When we compared SNP and allele-based phylogenies for seven clusters comprising 52 isolates from a longitudinal molecular epidemiological study in Hamburg, Germany [18, 23, 30], a slight reduction in discriminatory power was seen (Table 3). However, overall tree phylogenies were not affected, the genome cluster defined by the SNP-based cluster analysis were all confirmed by cgMLST, and only one additional genome cluster was suggested.

The resolution level retained by the cgMLST scheme is thus still sufficient to analyze individual outbreaks, up to the identification of likely transmission chains. Importantly, the analysis of particular outbreaks can be done subsequently with the accessory genome set of 755 genes allowing for improved resolution.

Using cgMLST typing has several advantages compared to SNP-based approaches. Genetic relationships based on allelic profiles can be calculated at drastically reduced computational costs compared to SNP data, expandable strain databases can be created as the full allele profiles for all strains are readily available, and allele profiles can be easily exchanged between laboratories.

The latter is particular true as we have established a freely accessible web-based nomenclature server, which facilitates assignment and storage of allele numbers, thus opening the way towards standardized cgMLST typing based on an allele database. This represents the first opportunity for establishment of a globally harmonized typing scheme for Mtbc isolates based on NGS data that can be used for unified global surveillance efforts and guide the computational expensive SNP-bases analysis to suspected outbreaks.

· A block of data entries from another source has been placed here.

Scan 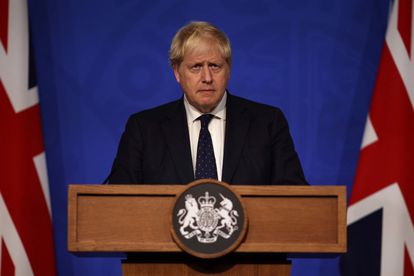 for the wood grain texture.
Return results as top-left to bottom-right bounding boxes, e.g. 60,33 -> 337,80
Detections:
68,185 -> 346,253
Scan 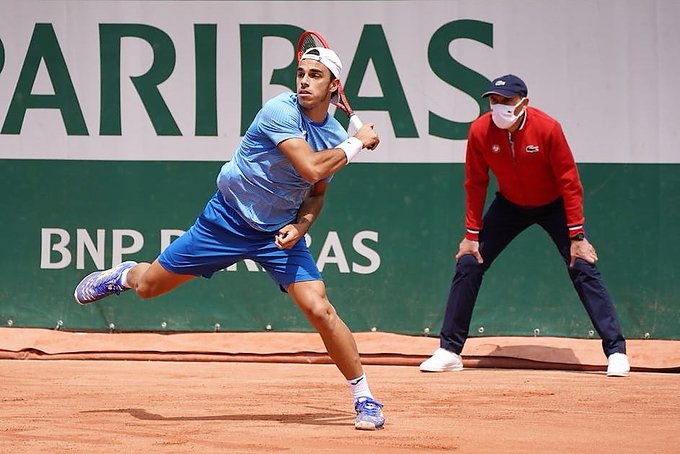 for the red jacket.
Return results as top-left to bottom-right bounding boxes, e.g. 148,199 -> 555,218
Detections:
465,107 -> 585,241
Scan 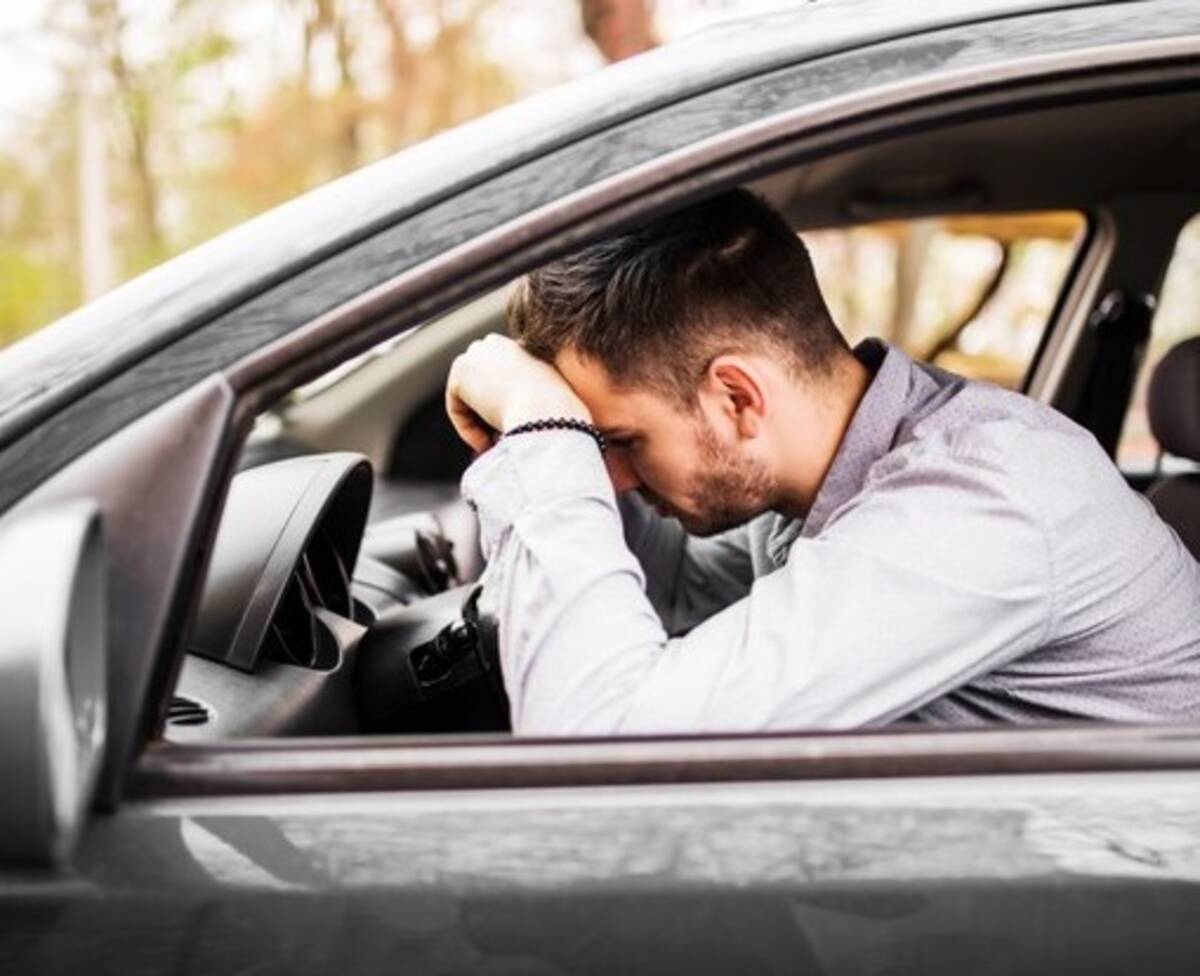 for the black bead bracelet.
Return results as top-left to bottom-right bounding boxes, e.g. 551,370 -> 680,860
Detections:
504,417 -> 608,454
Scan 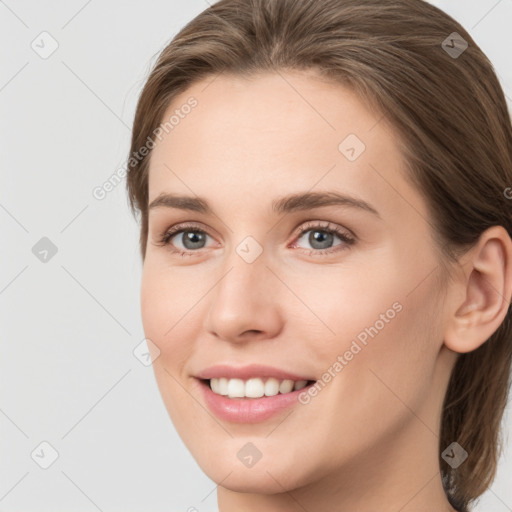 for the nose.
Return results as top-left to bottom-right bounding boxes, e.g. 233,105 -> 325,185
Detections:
204,254 -> 283,343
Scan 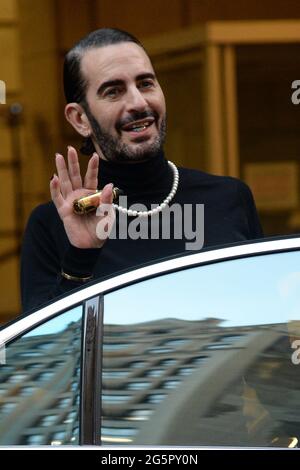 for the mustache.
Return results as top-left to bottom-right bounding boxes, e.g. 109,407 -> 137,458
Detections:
116,111 -> 158,131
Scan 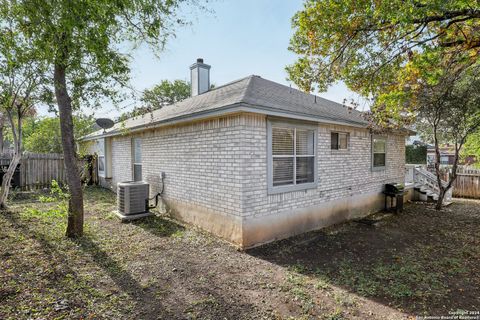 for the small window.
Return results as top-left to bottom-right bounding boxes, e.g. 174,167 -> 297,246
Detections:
269,122 -> 316,193
372,137 -> 387,169
132,138 -> 142,181
332,132 -> 348,150
97,138 -> 106,177
440,156 -> 450,164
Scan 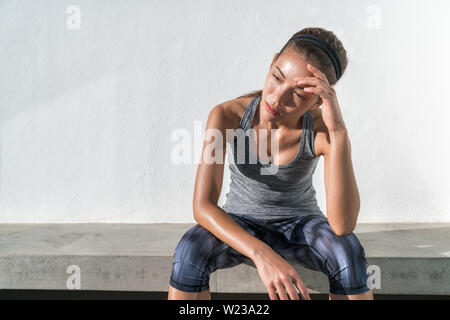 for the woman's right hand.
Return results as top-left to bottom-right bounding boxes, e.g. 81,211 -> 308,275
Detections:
253,247 -> 311,300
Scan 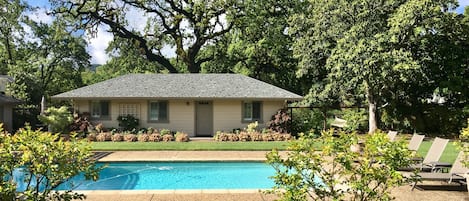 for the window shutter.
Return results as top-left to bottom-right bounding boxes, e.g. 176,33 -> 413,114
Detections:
158,101 -> 168,120
252,102 -> 261,120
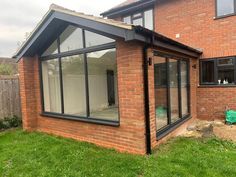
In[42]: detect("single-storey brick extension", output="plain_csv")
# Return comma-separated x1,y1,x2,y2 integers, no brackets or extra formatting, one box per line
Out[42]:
14,0,236,154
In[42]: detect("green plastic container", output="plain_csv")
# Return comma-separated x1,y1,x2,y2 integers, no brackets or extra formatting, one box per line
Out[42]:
225,110,236,124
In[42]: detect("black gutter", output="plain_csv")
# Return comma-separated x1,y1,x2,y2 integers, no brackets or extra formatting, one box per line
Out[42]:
133,26,203,55
100,0,156,18
143,45,152,155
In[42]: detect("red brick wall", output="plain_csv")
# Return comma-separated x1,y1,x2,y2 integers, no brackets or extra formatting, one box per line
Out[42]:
155,0,236,119
19,41,146,154
18,57,39,131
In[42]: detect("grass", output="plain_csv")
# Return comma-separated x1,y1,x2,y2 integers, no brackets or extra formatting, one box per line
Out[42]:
0,130,236,177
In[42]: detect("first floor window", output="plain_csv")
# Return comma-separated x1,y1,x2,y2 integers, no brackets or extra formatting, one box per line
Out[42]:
216,0,236,16
123,9,154,30
200,57,236,85
41,26,119,122
42,59,61,113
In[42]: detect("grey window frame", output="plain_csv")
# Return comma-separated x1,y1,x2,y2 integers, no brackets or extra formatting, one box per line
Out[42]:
215,0,236,19
39,25,120,127
154,51,191,140
199,56,236,87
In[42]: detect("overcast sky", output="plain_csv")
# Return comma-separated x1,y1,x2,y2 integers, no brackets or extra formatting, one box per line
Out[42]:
0,0,124,57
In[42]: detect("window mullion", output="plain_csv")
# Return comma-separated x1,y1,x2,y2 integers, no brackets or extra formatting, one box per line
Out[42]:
214,60,219,84
82,30,90,117
166,58,171,125
57,38,64,114
142,11,145,28
177,60,183,118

In conclusion, the established typing ontology and nomenclature system is likely to bring Mtbc surveillance to the ultimate level of information extraction and exchange, thus allowing for most efficient pathogen surveillance which has been identified as a key priority in the fight against the major health challenges of the EU by the ECDC (www.ecdc.europa.eu) and worldwide.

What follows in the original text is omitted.